Petitioner (sometimes herein called plaintiff) seeks by mandamus or prohibition to halt proceedings in a matter pending before respondent Industrial Accident Commission, until a final judgment shall have been reached in a superior court action in which recovery of damages is sought for the same personal injuries as are involved in the Industrial Accident Commission matter. Defendant in the superior court action claims, and plaintiff disputes, that the injuries were suffered while plaintiff was acting as defendant’s employe. We have concluded that a stay of the commission proceedings should be ordered.

Petitioner alleges that he is a minor, 19 years of age, and that on August 15, 1952, while on the premises of Pacific Coast Borax Company as an invitee, he suffered personal injuries through the negligence of such company. On December 23, 1953, through a guardian ad litem, he filed an action against the company in the superior court in Los Angeles, seeking recovery for his injuries. The company as defendant filed its answer. On October 19, 1954, pursuant to leave of court, defendant filed an amended answer, pleading as a fifth affirmative defense, “That the court herein has no jurisdiction of the action herein, the exclusive jurisdiction for injuries claimed by plaintiff being before the Industrial Accident Commission of the State of California.” On October 27, 1954, the cause was set for trial for February 1, 1955.
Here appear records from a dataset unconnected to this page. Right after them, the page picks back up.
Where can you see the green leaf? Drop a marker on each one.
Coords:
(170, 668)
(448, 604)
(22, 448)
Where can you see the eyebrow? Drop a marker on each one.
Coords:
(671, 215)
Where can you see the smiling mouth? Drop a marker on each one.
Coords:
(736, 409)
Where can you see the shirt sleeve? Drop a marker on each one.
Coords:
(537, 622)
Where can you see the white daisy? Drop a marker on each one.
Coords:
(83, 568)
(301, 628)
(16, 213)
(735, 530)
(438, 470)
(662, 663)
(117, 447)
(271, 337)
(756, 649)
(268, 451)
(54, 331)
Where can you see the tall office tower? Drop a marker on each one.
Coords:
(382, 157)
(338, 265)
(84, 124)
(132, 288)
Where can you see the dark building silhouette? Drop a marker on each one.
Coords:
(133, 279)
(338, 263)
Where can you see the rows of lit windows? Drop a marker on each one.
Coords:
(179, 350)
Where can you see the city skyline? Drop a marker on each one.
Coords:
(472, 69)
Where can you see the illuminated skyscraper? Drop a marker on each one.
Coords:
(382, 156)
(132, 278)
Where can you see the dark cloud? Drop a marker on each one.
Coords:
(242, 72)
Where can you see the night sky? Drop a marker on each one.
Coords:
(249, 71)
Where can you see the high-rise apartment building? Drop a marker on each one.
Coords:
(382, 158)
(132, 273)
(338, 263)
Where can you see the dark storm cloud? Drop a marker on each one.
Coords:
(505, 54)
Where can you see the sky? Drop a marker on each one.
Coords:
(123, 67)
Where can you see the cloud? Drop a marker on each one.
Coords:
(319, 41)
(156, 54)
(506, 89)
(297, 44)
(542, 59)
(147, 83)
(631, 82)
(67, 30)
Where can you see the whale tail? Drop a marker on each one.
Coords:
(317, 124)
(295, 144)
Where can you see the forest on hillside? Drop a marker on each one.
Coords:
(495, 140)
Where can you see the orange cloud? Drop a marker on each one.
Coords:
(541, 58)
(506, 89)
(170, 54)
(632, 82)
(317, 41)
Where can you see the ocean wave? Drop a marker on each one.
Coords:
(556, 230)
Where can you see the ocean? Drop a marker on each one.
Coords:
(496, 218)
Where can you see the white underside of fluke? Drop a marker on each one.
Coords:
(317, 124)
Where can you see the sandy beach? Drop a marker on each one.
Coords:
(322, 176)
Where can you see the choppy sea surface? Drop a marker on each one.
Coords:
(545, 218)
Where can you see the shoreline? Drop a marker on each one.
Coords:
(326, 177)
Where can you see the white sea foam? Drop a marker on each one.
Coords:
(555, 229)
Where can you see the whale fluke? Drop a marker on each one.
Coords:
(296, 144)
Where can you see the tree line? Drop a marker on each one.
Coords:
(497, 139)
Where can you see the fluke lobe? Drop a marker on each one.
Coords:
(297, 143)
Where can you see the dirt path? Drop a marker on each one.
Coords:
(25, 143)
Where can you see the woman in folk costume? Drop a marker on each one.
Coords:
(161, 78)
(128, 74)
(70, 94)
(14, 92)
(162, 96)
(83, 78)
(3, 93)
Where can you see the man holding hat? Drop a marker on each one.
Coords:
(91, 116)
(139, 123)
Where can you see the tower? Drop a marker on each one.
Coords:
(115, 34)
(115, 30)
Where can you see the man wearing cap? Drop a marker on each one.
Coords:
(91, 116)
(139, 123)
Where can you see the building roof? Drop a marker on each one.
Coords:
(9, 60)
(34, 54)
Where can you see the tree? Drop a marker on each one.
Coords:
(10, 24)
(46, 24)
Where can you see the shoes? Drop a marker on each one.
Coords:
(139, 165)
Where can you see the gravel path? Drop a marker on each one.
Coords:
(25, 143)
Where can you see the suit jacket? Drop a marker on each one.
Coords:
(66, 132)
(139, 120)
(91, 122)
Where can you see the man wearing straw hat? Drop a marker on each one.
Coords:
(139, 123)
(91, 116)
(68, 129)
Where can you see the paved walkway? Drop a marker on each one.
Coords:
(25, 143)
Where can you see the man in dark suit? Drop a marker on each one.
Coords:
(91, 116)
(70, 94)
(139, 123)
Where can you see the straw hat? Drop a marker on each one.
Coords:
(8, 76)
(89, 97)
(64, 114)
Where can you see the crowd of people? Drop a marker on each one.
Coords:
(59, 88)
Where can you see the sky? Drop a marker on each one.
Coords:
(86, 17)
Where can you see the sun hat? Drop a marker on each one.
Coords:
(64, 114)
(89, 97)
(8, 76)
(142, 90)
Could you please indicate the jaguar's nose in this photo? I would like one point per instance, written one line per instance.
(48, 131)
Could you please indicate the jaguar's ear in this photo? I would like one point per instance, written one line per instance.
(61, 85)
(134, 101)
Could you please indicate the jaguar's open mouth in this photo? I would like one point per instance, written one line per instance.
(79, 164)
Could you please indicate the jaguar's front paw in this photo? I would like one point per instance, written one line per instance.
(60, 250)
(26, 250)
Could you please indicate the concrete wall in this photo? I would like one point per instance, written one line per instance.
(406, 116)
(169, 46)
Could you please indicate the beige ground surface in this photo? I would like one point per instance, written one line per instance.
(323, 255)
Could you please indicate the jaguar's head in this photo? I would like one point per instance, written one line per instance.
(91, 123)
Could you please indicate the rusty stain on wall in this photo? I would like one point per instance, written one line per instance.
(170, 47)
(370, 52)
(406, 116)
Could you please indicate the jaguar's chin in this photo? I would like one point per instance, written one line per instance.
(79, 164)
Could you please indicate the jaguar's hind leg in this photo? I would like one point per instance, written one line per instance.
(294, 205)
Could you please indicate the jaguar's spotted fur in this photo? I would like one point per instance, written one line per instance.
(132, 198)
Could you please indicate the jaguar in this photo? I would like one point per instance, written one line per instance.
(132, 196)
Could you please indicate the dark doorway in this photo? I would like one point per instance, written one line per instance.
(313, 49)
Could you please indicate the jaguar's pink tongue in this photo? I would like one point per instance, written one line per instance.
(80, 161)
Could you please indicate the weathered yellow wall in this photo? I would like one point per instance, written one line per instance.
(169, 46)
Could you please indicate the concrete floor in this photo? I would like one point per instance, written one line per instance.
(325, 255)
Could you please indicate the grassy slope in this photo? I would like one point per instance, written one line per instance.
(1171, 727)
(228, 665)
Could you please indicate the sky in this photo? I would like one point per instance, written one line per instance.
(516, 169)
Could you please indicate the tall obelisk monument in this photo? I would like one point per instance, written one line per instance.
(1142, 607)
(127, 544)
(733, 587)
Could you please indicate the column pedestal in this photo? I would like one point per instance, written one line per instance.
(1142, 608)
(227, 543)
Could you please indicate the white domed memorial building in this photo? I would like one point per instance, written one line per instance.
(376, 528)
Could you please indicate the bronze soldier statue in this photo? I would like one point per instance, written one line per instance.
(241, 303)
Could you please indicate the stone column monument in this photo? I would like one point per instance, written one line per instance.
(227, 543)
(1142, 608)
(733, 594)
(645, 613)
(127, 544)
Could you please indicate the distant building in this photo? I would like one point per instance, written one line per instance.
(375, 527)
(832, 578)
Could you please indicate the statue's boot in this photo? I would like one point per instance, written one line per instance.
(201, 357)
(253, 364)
On November 19, 1954, pursuant to plaintiff’s motion to strike, the court struck the above quoted fifth affirmative defense from defendant’s amended answer. The issue of jurisdiction of the commission remained in the case, however, by reason of other allegations of the answer.

On November 23, 1954, defendant in the superior court action and State Compensation Insurance Fund as its workmen’s compensation insurance carrier filed with the Industrial Accident Commission an application for adjustment of claim 1 arising out of the same personal injuries as those *80 alleged by plaintiff in the superior court action, and at the same time requested a hearing thereon at the earliest possible date. This was the first proceeding filed with the commission in connection with the injuries, although it appears that immediately after petitioner was injured State Compensation Insurance Fund started paying his medical and compensation benefits under the Workmen’s Compensation Law of this state. These benefits, by December 23, 1953, the date petitioner filed the superior court action, totaled approximately $1,400 for compensation payments, in addition to the medical and hospital care.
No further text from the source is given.